If you’re harnessing a hybrid cloud to deliver Windows applications and services, such as Office 365, deploying Microsoft Active Directory’s Federation Services (ADFS) with compatible global enabled load balancers is a great way to ensure consistent identity services across the corporate datacenter and public cloud.
Simply put, ADFS is an Active Directory component that provides users with single sign-on to systems and applications located outside typical organizational boundaries, whether at a partner or other site or a cloud service. ADFS requires ADFS servers, in addition to Windows domain controllers, to function.
The best way to harness the high availability, disaster recovery and business continuity of a hybrid cloud architecture is to deploy Active Directory domain controllers, ADFS services and load balancing software with global load balancing capabilities on both sides of the datacenter-to-cloud connection.
fig 1. Hybrid Cloud Topology
As with most IaaS and PaaS cloud services, Microsoft Azure allows the purchasing and deployment of all of these components, including a virtual software load balancer on the Microsoft Azure end of the connection.

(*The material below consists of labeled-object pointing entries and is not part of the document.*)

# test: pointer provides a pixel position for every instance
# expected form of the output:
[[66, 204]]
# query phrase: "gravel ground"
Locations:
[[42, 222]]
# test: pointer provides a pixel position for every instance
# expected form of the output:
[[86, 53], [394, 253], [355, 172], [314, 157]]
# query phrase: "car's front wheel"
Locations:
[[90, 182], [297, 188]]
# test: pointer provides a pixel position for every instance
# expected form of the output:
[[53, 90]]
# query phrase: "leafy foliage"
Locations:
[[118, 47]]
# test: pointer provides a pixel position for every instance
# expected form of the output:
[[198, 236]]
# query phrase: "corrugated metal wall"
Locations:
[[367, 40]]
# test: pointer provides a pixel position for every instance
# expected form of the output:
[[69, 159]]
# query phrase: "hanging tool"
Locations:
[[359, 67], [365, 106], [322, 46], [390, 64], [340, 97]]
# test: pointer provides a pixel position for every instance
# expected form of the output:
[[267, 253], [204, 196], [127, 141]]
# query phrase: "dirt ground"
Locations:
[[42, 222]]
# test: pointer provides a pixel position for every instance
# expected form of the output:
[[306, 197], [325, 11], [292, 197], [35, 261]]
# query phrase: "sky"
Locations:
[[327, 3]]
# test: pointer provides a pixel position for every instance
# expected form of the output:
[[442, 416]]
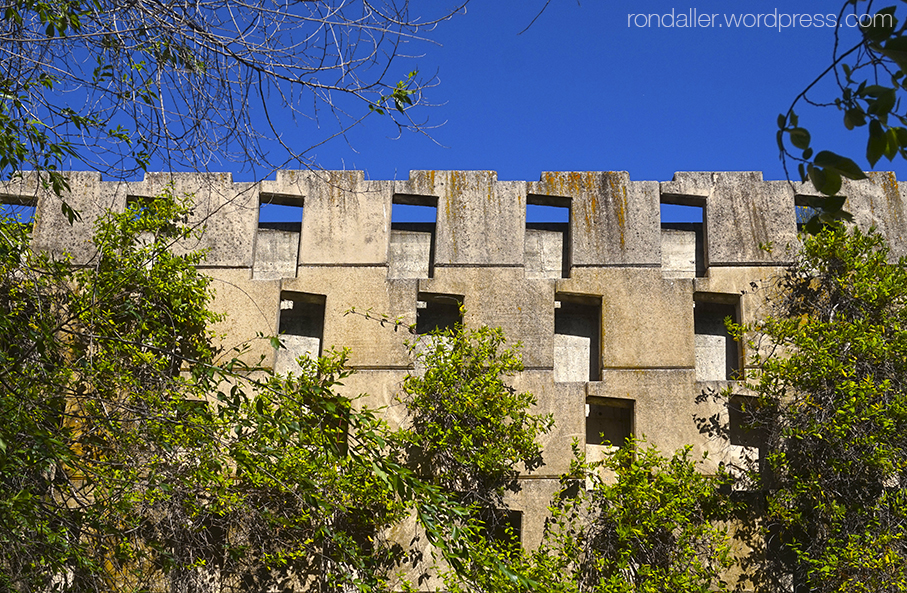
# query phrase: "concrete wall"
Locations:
[[645, 345]]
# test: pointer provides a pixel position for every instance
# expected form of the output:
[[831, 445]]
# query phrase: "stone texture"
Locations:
[[637, 281]]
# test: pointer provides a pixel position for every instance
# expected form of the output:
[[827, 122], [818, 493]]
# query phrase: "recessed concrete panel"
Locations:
[[613, 220], [276, 254], [251, 308], [411, 250], [295, 347], [367, 290], [665, 408], [480, 219], [717, 353], [566, 403], [742, 214], [544, 250], [503, 297], [647, 321]]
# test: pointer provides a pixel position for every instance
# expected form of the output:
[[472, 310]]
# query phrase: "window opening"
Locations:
[[683, 237], [301, 328], [503, 526], [412, 242], [546, 252], [717, 353], [277, 240], [803, 211], [609, 421], [577, 338], [437, 312]]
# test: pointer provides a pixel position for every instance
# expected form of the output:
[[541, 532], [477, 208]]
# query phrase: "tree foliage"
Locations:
[[870, 74], [132, 458], [832, 404], [469, 430]]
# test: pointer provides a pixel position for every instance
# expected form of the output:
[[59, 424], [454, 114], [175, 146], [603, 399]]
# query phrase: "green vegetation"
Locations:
[[131, 458], [832, 409], [871, 76]]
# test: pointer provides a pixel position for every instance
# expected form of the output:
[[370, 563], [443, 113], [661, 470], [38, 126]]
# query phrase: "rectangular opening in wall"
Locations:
[[503, 526], [17, 209], [577, 338], [412, 244], [717, 353], [803, 211], [609, 421], [437, 312], [742, 426], [277, 241], [546, 251], [301, 328], [683, 253]]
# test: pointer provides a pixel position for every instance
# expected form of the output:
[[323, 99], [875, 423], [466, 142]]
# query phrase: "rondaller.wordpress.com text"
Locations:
[[772, 20]]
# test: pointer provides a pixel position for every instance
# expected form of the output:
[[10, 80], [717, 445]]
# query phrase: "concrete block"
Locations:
[[53, 233], [411, 251], [654, 330], [346, 219], [742, 213], [225, 212], [251, 307], [678, 254], [544, 253], [276, 254], [566, 403], [613, 221], [365, 289], [480, 220], [665, 408]]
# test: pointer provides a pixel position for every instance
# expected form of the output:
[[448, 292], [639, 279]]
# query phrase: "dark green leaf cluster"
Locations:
[[870, 77], [833, 407], [132, 459], [470, 431]]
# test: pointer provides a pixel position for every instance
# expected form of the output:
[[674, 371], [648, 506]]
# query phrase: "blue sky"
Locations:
[[590, 87], [584, 90]]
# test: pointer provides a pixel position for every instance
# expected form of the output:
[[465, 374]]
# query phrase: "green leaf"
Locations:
[[844, 166], [877, 144], [799, 137]]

On the enterprise datacenter side of this architecture, a load balancer with global services is deployed in front of two ADFS servers for scalability and ADFS resilience in the case of a server or an application failure. If one ADFS server fails, load balancer application and server health checking detects the failure and direct requests to the remaining functioning server. The Azure environment also includes a domain controller and one or two ADFS servers with a global enabled load balancer. When a user attempts to log into Windows or Office 365, a load balancer provides an IP address of an available ADFS server.

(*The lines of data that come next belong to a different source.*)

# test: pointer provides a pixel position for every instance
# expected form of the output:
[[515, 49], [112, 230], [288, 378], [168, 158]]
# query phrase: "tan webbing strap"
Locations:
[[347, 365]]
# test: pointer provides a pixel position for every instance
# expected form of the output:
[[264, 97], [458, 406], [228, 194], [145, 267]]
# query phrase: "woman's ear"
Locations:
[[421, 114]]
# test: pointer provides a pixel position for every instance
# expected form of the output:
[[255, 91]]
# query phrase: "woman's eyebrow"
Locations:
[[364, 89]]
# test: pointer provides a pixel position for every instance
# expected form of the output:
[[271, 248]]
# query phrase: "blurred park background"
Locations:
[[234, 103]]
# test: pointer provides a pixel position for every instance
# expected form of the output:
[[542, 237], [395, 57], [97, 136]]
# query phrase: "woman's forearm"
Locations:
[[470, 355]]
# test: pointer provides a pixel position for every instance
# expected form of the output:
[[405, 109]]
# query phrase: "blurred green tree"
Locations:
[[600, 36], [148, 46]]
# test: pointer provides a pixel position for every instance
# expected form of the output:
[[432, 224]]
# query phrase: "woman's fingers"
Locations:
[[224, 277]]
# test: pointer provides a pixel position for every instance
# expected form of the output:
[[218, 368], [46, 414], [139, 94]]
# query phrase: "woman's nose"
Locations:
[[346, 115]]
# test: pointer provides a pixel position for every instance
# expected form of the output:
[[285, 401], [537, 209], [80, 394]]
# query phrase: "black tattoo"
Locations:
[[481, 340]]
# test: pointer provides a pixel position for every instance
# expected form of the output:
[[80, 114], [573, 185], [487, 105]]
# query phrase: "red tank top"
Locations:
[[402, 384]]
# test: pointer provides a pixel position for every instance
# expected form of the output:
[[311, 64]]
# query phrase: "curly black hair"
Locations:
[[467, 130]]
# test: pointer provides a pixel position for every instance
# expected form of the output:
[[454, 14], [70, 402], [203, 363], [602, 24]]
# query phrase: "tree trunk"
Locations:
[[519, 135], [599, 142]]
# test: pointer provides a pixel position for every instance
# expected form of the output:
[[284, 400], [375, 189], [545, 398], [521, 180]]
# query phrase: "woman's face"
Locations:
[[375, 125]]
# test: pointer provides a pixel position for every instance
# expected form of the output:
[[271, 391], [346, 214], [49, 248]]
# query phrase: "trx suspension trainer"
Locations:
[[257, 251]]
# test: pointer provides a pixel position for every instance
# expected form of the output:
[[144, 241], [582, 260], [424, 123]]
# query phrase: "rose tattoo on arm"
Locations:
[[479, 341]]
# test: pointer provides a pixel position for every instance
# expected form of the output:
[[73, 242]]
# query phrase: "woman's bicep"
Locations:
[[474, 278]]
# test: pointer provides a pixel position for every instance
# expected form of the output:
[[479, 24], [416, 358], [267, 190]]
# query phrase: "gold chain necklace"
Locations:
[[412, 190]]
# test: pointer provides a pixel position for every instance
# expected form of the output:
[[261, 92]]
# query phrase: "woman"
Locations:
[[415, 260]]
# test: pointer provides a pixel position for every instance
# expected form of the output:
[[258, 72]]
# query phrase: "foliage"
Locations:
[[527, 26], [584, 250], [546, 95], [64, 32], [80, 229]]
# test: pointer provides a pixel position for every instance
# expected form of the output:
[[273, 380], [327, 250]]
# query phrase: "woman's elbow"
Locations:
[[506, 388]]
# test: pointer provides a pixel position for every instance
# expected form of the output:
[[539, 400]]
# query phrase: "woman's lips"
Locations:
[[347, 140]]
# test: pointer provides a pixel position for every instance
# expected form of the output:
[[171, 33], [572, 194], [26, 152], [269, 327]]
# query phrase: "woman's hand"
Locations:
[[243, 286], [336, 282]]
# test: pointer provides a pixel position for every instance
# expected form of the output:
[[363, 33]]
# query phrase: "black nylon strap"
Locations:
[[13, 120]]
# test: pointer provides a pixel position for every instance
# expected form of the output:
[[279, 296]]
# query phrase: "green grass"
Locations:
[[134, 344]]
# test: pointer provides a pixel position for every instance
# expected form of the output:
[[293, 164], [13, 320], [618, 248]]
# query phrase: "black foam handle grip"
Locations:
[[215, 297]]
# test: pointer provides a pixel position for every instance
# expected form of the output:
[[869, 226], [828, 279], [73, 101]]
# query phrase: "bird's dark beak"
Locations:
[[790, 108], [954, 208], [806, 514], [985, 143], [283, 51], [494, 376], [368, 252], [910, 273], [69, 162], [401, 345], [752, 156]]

There are at least two possible deployment scenarios, depending on your requirements. In one scenario the load balancer would direct traffic to the least busy enterprise datacenter ADFS server, with global failover to the Azure datacenter ADFS server in the event of an enterprise datacenter outage. Another scenario might direct traffic to the best ADFS server--either on premises or in the cloud--depending on the user’s location or proximity to either environment.
This solution can also be configured with Microsoft Azure as the primary location if business needs require it.

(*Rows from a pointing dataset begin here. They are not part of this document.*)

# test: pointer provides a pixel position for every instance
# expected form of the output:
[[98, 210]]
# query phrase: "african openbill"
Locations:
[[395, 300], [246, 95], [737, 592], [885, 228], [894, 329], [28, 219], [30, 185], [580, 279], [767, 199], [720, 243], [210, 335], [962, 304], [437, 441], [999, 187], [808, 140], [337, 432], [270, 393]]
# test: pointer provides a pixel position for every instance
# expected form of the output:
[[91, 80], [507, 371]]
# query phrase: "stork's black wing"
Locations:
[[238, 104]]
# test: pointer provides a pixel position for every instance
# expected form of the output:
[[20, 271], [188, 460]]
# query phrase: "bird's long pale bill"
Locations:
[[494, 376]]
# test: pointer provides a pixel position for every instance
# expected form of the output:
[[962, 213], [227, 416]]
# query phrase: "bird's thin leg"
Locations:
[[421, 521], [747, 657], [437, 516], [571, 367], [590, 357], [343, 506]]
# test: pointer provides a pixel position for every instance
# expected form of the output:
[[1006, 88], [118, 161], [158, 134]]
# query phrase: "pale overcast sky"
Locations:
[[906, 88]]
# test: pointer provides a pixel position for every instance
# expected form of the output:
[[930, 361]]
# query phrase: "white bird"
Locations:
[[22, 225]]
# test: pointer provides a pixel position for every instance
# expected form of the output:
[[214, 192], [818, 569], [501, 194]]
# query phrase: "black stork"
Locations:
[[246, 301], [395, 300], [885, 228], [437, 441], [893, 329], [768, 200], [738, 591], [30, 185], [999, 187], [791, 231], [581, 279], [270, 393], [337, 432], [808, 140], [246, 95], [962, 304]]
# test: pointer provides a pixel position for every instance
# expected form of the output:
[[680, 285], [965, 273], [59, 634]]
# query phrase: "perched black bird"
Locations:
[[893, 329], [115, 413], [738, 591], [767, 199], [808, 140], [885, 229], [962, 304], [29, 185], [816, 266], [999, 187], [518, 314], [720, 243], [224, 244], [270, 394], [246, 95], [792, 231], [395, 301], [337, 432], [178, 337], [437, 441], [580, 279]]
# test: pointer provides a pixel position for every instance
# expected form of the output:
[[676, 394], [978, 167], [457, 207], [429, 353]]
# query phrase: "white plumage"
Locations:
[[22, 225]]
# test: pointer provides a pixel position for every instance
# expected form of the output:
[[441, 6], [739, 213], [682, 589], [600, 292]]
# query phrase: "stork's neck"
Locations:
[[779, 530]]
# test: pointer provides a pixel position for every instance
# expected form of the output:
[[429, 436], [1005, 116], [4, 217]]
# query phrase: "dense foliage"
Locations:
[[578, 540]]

There’s no need for the user to have any knowledge of which ADFS server or datacenter is used. He or she would just log into Windows and Microsoft Office 365 as always.
The beauty of this configuration is not only user single sign-on and high availability. It’s also site resilience. Suppose a local disaster or other fault takes down the entire enterprise datacenter or just the domain controller or ADFS server. Global load balancing health check services would detect the outage and direct all user access to the ADFS servers running on the Microsoft Azure site, providing users working at home, on the road or even on premises, with full Office 365 access.
Depending on the application or service, other optional load balancer offerings, such as SSL termination, authentication and access control (used more typically for Web sites and applications), intrusion prevention and application level firewall could be deployed as well.